A medical worker vaccinates a patient with a dose of the Moderna COVID-19 vaccine in the rooms of the Claudia Comte exhibition at the Museum of Contemporary Art “Castello di Rivoli” near Turin, Italy on May 27, 2021. MARCO BERTORELLO/Getty Images
The study is one of the first to demonstrate that the Pfizer-BioNTech and Moderna vaccines benefit people who get COVID-19 despite receiving full or partial vaccinations.
The HEROES-RECOVER study includes data from individuals who have increased potential exposure to SARS-CoV-2, including healthcare workers, frontline workers, and first responders.
The researchers released preliminary resultsTrusted Source from the HEROES-RECOVER study in March 2021. At that time, they concluded that “[a]uthorized mRNA COVID-19 vaccines are effective for preventing SARS-CoV-2 infection in real-world conditions.”
Following the initial analysis, the CDC continued to capture data. The latest press release draws upon an additional 4 weeks of data.
The latest analysis uses data from 3,975 participants in eight regions of the United States. Each person received testing for SARS-CoV-2 infection once each week for 17 weeks, from December 13, 2020, to April 10, 2021.
The researchers screened positive tests further to assess viral load. They also measured how long the participants tested positive for SARS-CoV-2 to determine the rate of viral shedding.
During the analysis, the scientists considered other factors that might influence the results, including how often participants used personal protective equipment at work and in the community and the circulation of SARS-CoV-2 in their local area.
Overall, the scientists concluded:
“Once fully vaccinated, participants’ risk of infection was reduced by 91%. After partial vaccination, participants’ risk of infection was reduced by 81%. These estimates included symptomatic and asymptomatic infections.”
To understand how vaccination influenced the course of a SARS-CoV-2 infection, the scientists compared those who developed the viral infection despite vaccination with those who had the virus but had not received vaccination.
This analysis demonstrated that individuals who received partial or full vaccination and developed COVID-19 were sick for 6 fewer days and spent 2 fewer days in bed than those who developed COVID-19 and had not received vaccination.
Similarly, those vaccinated were roughly 60% less likely to develop symptoms, such as fever or chills, than those who were not.
Their findings also suggest that people who develop COVID-19 and are fully or partially vaccinated might be less likely to transmit the virus to others.
This, as the press release explains, is because “fully or partially vaccinated study participants had 40% less detectable virus in their nose […], and the virus was detected for 6 fewer days […] compared [with] those who were unvaccinated when [acquiring the infection].”

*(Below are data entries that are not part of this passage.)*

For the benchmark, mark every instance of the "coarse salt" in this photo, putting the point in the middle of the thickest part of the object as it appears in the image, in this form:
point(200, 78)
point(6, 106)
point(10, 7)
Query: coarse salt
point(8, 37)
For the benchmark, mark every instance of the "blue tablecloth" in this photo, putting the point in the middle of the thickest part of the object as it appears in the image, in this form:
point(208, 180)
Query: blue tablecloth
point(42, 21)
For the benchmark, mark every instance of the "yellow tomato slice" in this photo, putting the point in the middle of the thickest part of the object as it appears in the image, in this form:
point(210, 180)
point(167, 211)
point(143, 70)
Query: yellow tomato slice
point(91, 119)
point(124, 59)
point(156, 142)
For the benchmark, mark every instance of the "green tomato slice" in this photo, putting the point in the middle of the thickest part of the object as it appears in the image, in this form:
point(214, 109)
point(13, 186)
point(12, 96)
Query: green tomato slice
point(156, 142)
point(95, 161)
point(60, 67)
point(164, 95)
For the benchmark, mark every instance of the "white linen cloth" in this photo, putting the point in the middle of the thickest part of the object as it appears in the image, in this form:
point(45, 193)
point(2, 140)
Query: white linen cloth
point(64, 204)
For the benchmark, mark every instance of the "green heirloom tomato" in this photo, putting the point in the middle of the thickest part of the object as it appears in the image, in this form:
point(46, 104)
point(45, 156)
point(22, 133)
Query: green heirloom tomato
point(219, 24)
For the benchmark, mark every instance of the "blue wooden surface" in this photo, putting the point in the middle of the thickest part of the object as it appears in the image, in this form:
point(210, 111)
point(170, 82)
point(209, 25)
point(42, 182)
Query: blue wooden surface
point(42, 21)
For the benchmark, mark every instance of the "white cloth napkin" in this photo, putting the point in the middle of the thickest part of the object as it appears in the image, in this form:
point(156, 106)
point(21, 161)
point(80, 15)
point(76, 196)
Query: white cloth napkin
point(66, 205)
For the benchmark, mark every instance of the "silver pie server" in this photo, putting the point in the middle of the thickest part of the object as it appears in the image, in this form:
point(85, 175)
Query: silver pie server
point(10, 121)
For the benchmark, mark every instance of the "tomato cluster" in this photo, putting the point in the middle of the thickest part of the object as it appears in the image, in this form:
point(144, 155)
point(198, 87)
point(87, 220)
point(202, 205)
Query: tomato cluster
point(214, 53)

The scientists also showed that those who received partial or full vaccination had the virus for a shorter time. Those vaccinated were 66% less likely to have a positive test result for more than 1 week than unvaccinated people with a SARS-CoV-2 infection.

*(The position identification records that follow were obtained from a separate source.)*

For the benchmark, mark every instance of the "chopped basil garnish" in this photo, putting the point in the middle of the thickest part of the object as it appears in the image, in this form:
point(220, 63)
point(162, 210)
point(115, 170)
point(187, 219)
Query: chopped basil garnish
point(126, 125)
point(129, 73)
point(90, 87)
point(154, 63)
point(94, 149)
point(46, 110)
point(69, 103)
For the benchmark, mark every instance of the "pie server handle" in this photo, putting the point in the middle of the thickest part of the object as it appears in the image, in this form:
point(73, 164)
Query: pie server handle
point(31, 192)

As the press release explains, “While these indicators are not a direct measure of a person’s ability to spread the virus, they [have correlations] with a reduced spread of other viruses, such as varicella and influenza.”
Overall, the findings add real-world evidence that COVID-19 vaccines are the best way to lower the number of COVID-19 cases, minimize severe illness, and stop the spread. The press release ends by noting:
”[T]he study findings support CDC’s recommendation to get fully vaccinated against COVID-19 as soon as you can. Everyone 12 years and older is now eligible to get a COVID-19 vaccination in the U.S.”